"You are aware, Mr. Holmes, that our college doors are double -- a green baize one within and a heavy oak one without. As I approached my outer door I was amazed to see a key in it. For an instant I imagined that I had left my own there, but on feeling in my pocket I found that it was all right. The only duplicate which existed, so far as I knew, was that which belonged to my servant, Bannister, a man who has looked after my room for ten years, and whose honesty is absolutely above suspicion. I found that the key was indeed his, that he had entered my room to know if I wanted tea, and that he had very carelessly left the key in the door when he came out. His visit to my room must have been within a very few minutes of my leaving it. His forgetfulness about the key would have mattered little upon any other occasion, but on this one day it has produced the most deplorable consequences.

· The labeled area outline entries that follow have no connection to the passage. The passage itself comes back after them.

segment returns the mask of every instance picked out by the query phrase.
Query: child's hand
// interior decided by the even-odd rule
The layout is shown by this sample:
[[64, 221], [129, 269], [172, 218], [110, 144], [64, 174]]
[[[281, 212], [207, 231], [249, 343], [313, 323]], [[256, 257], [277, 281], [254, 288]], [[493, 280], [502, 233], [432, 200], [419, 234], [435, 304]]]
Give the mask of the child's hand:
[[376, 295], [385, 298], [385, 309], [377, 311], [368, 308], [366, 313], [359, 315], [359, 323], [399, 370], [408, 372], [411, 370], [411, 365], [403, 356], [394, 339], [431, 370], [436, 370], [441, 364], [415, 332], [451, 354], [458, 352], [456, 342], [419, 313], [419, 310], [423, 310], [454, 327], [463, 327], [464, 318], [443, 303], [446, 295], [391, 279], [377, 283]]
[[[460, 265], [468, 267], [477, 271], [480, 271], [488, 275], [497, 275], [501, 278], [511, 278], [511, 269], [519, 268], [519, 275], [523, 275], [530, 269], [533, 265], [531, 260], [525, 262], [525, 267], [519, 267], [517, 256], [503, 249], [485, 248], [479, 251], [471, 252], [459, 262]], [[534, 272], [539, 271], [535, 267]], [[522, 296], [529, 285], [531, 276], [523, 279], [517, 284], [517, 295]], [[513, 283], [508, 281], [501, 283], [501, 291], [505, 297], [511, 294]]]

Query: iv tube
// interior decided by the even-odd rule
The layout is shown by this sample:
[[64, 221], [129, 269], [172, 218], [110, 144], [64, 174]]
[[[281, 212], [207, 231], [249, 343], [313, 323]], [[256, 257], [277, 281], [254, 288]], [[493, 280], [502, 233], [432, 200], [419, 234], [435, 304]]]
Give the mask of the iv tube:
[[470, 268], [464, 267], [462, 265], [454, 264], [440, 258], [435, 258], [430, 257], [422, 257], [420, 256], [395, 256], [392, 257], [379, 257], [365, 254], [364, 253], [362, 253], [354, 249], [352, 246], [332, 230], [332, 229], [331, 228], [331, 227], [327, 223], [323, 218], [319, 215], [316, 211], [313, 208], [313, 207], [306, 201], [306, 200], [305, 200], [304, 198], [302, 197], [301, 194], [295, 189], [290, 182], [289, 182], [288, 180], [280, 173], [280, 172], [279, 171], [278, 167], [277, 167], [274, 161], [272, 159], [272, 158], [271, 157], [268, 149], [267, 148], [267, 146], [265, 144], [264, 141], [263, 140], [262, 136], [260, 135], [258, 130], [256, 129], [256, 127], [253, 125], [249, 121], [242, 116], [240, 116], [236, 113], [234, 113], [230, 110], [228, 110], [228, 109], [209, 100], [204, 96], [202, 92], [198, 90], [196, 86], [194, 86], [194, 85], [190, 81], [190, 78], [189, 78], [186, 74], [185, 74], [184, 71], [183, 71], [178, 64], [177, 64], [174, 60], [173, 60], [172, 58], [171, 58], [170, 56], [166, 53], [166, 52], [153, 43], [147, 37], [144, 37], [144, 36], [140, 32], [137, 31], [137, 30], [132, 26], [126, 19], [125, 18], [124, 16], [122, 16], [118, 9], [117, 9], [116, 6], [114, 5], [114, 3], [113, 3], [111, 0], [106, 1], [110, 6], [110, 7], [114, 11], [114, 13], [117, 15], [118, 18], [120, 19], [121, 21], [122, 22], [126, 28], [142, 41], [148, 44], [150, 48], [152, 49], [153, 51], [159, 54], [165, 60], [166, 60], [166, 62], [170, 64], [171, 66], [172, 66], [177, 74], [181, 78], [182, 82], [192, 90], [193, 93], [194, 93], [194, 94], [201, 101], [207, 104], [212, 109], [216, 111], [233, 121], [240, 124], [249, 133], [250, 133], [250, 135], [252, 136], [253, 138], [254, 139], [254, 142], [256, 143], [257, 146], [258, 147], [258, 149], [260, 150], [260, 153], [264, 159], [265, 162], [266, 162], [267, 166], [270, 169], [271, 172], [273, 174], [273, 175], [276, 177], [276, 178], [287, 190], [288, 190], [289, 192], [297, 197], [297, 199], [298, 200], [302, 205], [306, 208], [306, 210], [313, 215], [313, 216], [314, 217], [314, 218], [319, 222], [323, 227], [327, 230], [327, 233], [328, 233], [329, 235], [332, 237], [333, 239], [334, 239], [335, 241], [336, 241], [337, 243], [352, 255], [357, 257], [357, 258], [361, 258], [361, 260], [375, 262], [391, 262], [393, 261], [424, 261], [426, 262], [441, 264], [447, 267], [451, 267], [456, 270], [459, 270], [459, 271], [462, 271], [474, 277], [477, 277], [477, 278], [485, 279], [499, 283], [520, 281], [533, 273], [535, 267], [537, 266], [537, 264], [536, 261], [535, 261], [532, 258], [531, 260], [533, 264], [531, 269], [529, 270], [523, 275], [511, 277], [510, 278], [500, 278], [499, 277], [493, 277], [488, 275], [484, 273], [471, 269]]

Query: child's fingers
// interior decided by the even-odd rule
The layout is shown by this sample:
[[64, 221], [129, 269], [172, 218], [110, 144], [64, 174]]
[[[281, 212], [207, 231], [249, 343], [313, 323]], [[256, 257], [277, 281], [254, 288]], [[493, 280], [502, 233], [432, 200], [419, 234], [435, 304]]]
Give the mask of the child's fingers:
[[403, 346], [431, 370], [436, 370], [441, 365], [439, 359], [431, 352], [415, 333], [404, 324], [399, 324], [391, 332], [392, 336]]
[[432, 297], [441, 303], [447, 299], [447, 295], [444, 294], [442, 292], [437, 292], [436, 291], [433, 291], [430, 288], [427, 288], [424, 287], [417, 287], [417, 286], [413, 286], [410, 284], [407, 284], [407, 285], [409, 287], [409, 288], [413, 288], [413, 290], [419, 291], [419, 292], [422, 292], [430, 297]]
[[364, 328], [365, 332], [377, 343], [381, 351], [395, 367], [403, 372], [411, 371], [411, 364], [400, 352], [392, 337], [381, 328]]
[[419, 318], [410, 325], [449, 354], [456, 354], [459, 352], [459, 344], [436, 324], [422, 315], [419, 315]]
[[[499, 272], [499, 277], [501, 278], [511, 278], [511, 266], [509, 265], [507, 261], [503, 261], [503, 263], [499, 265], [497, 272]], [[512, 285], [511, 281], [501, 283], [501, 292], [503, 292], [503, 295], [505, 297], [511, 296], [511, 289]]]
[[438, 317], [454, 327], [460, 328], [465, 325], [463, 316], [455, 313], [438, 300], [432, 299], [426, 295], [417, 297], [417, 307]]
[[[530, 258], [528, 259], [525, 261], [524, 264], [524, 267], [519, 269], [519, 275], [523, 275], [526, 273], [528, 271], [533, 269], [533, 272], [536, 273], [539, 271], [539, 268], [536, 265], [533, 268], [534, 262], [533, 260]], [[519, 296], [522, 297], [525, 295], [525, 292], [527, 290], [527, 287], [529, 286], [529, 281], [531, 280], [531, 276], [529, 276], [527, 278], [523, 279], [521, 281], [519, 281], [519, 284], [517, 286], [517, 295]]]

"The moment I looked at my table I was aware that someone had rummaged among my papers. The proof was in three long slips. I had left them all together. Now, I found that one of them was lying on the floor, one was on the side table near the window, and the third was where I had left it."
Holmes stirred for the first time.
"The first page on the floor, the second in the window, the third where you left it," said he.
"Exactly, Mr. Holmes. You amaze me. How could you possibly know that?"
"Pray continue your very interesting statement."
"For an instant I imagined that Bannister had taken the unpardonable liberty of examining my papers. He denied it, however, with the utmost earnestness, and I am convinced that he was speaking the truth. The alternative was that someone passing had observed the key in the door, had known that I was out, and had entered to look at the papers. A large sum of money is at stake, for the scholarship is a very valuable one, and an unscrupulous man might very well run a risk in order to gain an advantage over his fellows.
"Bannister was very much upset by the incident. He had nearly fainted when we found that the papers had undoubtedly been tampered with. I gave him a little brandy and left him collapsed in a chair while I made a most careful examination of the room. I soon saw that the intruder had left other traces of his presence besides the rumpled papers. On the table in the window were several shreds from a pencil which had been sharpened. A broken tip of lead was lying there also. Evidently the rascal had copied the paper in a great hurry, had broken his pencil, and had been compelled to put a fresh point to it."
"Excellent!" said Holmes, who was recovering his good-humour as his attention became more engrossed by the case. "Fortune has been your friend."
"This was not all. I have a new writing-table with a fine surface of red leather. I am prepared to swear, and so is Bannister, that it was smooth and unstained. Now I found a clean cut in it about three inches long -- not a mere scratch, but a positive cut. Not only this, but on the table I found a small ball of black dough, or clay, with specks of something which looks like sawdust in it. I am convinced that these marks were left by the man who rifled the papers. There were no footmarks and no other evidence as to his identity. I was at my wits' ends, when suddenly the happy thought occurred to me that you were in the town, and I came straight round to put the matter into your hands. Do help me, Mr. Holmes! You see my dilemma. Either I must find the man or else the examination must be postponed until fresh papers are prepared, and since this cannot be done without explanation there will ensue a hideous scandal, which will throw a cloud not only on the college, but on the University. Above all things I desire to settle the matter quietly and discreetly."